Name: mmcv-full Version: 1.7.0 Summary: OpenMMLab Computer Vision Foundation Home-page: https://github.com/open-mmlab/mmcv Author: MMCV Contributors Author-email: openmmlab@gmail.com

But I meet the error: KeyError: 'BottomupPoseEstimator is not in the models registry'

After

You are running the demo of HumanSD ........ No module 'xformers'. Proceeding without it. LatentPoseText2ImageDiffusion_HumanSD_originalloss: Running in eps-prediction mode DiffusionWrapper has 865.92 M params. making attention of type 'vanilla' with 512 in_channels Working with z of shape (1, 4, 32, 32) = 4096 dimensions. making attention of type 'vanilla' with 512 in_channels

Can you help me to figure it out? Thank you.

@juxuan27 Sorry, I think I figure it out. The configs from mmpose also need the correct version. And I found the public link is: https://51efdbe3-b1cb-4474.gradio.live/ It really cool

LiuqingZ2333 commented 1 year ago

Thank you very much for your wonderful work, there is a problem in running the reasoning.
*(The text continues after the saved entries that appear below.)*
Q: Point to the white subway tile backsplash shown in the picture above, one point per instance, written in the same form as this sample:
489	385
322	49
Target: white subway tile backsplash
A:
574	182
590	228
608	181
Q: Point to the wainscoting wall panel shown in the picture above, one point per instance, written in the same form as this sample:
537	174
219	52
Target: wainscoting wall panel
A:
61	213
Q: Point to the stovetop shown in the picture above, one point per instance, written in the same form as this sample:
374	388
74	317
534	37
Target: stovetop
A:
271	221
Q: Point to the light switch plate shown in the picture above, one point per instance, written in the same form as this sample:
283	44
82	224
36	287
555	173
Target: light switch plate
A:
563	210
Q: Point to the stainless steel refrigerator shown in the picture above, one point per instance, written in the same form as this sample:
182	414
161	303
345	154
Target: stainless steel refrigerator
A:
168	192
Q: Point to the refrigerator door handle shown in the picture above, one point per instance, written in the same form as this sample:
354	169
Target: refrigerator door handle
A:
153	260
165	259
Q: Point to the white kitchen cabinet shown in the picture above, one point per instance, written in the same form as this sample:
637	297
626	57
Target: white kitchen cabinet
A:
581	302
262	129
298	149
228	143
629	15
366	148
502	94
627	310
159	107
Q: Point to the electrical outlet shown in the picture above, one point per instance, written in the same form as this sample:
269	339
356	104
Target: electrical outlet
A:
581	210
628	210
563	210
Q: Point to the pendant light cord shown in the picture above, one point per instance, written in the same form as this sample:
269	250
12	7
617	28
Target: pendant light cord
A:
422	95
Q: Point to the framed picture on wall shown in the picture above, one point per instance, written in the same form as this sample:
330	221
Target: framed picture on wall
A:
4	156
The checkpoints of HumanSD you provided is higherhrnet_w48_humanart_512x512_udp.pth, but the code says higherhrnet_w48_coco_512x512_udp.pth. Are these two files the same? If not, can you provide the coco pth file, thank you very much!

juxuan27 commented 1 year ago

Hi, @LiuqingZ2333 ! These two files are not the same. The higherhrnet_w48_humanart_512x512_udp.pth is trained on the joint of HumanArt and MSCOCO, which has a better generation ability. You can find the file if you have apply for the HumanSD's dataset. It is in the checkpoint folder. Of course, you can simply use the chekcpoint trained on coco (higherhrnet_w48_coco_512x512_udp.pth). The usage is the same.